Kent Huskins has signed a two year deal worth $1.7M per today. Courtesy of David Pollak:
2:10 p.m. — Nothing official from the Sharks, but TSN reports that defenseman Kent Huskins has been re-signed for two years at $1.7 million per year.
With the salary cap situation the way it is, one would have to assume a blueliner is on the move- there's no way San Jose can afford to pay Huskins that sort of money to serve as a 7. Brad Lukowich was disappointing after the first twenty games of the season, and freeing up his $1.56 M salary would go a long way towards getting San Jose's offseason back to a manageable level. Things look pretty cloudy as of 3 PM Wednesday.
As for Huskins, it's hard to analyze the validity of the deal considering he didn't play much with the team this season. At first glance however, I think Wilson is overpaying for a guy who is just coming off a $600 K contract and was injured for most of last season. The belief that DW tends to stay away from the overpayment frenzy of July 1st may come into question if Huskins struggles next season.
Recent Career (courtesy of Yahoo Sports)
|Career Totals (Full)||142||6||22||28||26||100||1||1||0||0||2||0||82||.073|
As Teas has mentioned in the comments, Huskins is a stay at home defenseman. His stat line from 2007-2008 shows as much, as Huskins notched a +23 during the regular season. How much of that was a product of being sheltered by Pronger and Niedermayer (i.e. seeing easier minutes against a lower class of forwards) is up for debate.

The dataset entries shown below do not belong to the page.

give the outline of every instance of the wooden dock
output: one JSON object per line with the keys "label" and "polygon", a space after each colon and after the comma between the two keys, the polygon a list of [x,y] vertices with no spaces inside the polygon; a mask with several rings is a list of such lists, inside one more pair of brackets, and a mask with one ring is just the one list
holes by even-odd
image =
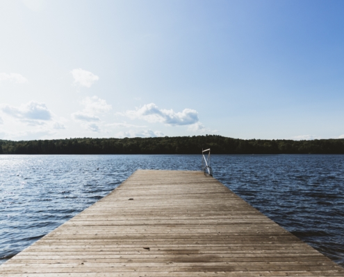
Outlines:
{"label": "wooden dock", "polygon": [[201,172],[138,170],[0,276],[344,276]]}

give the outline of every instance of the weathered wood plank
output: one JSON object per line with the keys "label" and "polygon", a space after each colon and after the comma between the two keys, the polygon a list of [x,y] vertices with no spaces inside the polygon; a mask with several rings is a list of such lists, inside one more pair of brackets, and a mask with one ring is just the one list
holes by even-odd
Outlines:
{"label": "weathered wood plank", "polygon": [[[130,199],[130,200],[129,200]],[[344,276],[212,177],[138,170],[0,276]]]}

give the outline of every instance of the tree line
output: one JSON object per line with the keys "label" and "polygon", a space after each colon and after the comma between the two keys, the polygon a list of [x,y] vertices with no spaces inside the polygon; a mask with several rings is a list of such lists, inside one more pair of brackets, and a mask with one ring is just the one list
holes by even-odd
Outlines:
{"label": "tree line", "polygon": [[344,154],[344,139],[239,139],[218,135],[124,138],[0,140],[0,154]]}

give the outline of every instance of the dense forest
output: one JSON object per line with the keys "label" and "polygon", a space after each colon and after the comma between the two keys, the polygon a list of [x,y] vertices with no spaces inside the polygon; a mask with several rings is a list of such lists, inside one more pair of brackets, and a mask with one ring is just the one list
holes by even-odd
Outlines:
{"label": "dense forest", "polygon": [[216,135],[124,138],[0,140],[0,154],[344,154],[344,139],[244,140]]}

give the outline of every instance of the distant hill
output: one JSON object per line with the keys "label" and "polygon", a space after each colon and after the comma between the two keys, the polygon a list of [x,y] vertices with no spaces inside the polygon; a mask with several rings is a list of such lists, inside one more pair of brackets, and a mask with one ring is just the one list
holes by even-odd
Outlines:
{"label": "distant hill", "polygon": [[261,140],[206,135],[157,138],[0,140],[0,154],[344,154],[344,139]]}

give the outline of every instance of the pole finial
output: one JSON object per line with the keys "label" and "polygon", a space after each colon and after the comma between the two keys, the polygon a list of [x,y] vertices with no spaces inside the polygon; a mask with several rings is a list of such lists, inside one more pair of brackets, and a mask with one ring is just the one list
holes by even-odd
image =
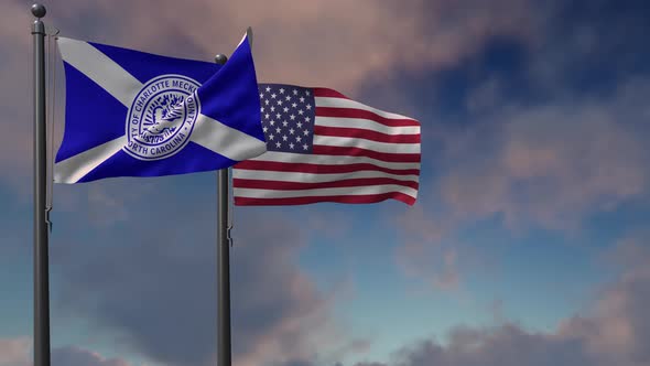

If Lukowich is moved it may be an upgrade in personnel, but the salary cap situation is still of primary concern.
[Update 7/2]: Arthur from Anaheim Calling has a very informative piece on Huskins. An excerpt follows:
As far as the price, I think he compares well with the 1.7M journeyman from this year: Marc Bergeron, Mathieu Dandenault, etc. When you consider he'll be taking the ice as 5th or 6th cheapest on a nightly basis, he's pretty solid at that price. He offers skating ability and experienced defensive-defense with the potential to use his 6'3" 215 lb frame more effectively. San Jose can find a first-contract guy with more upside, of course, but I don't think they want to take any risks going into another playoff run.
While I'm still not completely sold on paying Huskins $1.7 M per year considering his tenure in the NHL (three seasons), injury last year, and salary cap ramifications of the deal for San Jose, Arthur's analysis held my hand and guided me away from the ledge a bit. From the description he offers (as well as a conversation I had with my Ducks friend Joe), Huskins is not likely to be paired with Dan Boyle, as both players can be classified as "puck movers." This may cause a potential problem if Brad Lukowich is moved and a more defensive minded replacement is not brought in, but that's an issue I think we can put aside for now- it seems as if there are more pressing concerns at hand.
Thanks again Arthur.
[Update 7/2]: Digging through the BoC archives (always a treat), here's what Earl Sleek had to say about Huskins at the deadline:
Kent Huskins is a bit of a different story -- he was on the cup roster, but played a very depth role -- and that's probably where he belongs. Still, it's not hard to like Huskins (especially if you read Rudy's letter linked above) [Ed. Note: here is the link] so long as he's a bottom-pairing guy, which is assumedly where the Sharks would play him.
We're a bit spoiled in Anaheim when it comes to defenders, so maybe the bar is set a bit high, but still there was no disappointment in Huskins. He was solid enough in his sheltered minutes, and every once in a while he would pull off a spectacular 1-on-5 deke and stun the building (this is actually what I think of as "Huskins Time"). In terms of defenseman development, Huskins still feels pretty young -- he probably doesn't have the highest ceiling, but I think he's still improving.